Thank you for the suggestion of providing a more interpretable measure of quality. We will perform a win-rate comparison between single RMs and the conservative optimization objectives to offer an additional measure of quality, and add that to the paper once it is complete. The samples in Appendix F5 can also serve as a qualitative assessment of the difference in quality.
I'm not sure why it's important to see all the intermediate KL and reward values when early-stopping is not generally used with RLHF PPO training.
Though it seems that conservative optimization objectives only outperform single RMs towards the end, it is helpful to provide the full intermediate rewards to better show how overoptimization occurs, and that the reward does indeed rise, plateau, and then fall for single RMs. While providing only the final reward gives a good indication of final performance, it doesn’t illustrate the presence of overoptimization, or the mitigation of this behaviour, as well.

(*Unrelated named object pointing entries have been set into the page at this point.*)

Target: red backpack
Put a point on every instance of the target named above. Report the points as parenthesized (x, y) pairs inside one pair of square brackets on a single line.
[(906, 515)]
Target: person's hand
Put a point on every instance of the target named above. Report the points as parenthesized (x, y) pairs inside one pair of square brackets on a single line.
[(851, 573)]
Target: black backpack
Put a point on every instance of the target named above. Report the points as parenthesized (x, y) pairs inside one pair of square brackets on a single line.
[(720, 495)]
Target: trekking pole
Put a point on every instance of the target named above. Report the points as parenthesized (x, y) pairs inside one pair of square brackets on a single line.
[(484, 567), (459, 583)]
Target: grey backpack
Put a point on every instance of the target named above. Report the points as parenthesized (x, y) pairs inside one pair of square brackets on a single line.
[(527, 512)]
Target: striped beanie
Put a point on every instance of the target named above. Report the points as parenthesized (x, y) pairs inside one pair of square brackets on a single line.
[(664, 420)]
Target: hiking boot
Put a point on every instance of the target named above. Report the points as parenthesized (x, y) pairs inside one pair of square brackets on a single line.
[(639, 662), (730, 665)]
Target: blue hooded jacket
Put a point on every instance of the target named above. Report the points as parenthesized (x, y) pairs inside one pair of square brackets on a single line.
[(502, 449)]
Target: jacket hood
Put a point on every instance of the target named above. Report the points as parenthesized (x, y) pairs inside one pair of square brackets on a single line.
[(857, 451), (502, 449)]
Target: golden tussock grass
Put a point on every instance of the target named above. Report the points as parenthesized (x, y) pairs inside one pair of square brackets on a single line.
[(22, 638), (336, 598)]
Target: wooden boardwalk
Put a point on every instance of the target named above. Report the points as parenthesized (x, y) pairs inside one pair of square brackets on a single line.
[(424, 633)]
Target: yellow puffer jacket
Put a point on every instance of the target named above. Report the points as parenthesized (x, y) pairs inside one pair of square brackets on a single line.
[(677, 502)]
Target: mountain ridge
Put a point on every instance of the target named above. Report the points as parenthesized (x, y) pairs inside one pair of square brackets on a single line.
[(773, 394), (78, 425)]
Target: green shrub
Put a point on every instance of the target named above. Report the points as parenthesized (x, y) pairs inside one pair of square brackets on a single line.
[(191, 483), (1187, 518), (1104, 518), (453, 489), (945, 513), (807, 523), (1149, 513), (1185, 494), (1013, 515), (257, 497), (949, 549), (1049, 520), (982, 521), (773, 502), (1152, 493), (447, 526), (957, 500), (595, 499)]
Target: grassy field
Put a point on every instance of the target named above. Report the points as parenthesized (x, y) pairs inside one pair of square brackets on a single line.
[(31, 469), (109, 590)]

I found Figure 7 to be the best comparison of the different optimization objectives. It would be particularly interesting to see a variation of Figure 7 where each the sqrt(KL) and gold reward is plotted for each combination of (optimization objective, KL coefficient) since the KL coefficient is the actual "knob" used to adjust how much optimization is occurring in practice (not the amount of training time).
We are not entirely clear on your suggestion for a variation of Figure 7, would you be able to clarify your suggestion and the motivation behind it? Figure 6 shows results for using different KL coefficients. In particular this demonstrates that both the KL penalty term and our conservative optimization are important, because KL penalty alone is either insufficient to prevent overoptimization, or performs significantly worse for large penalties.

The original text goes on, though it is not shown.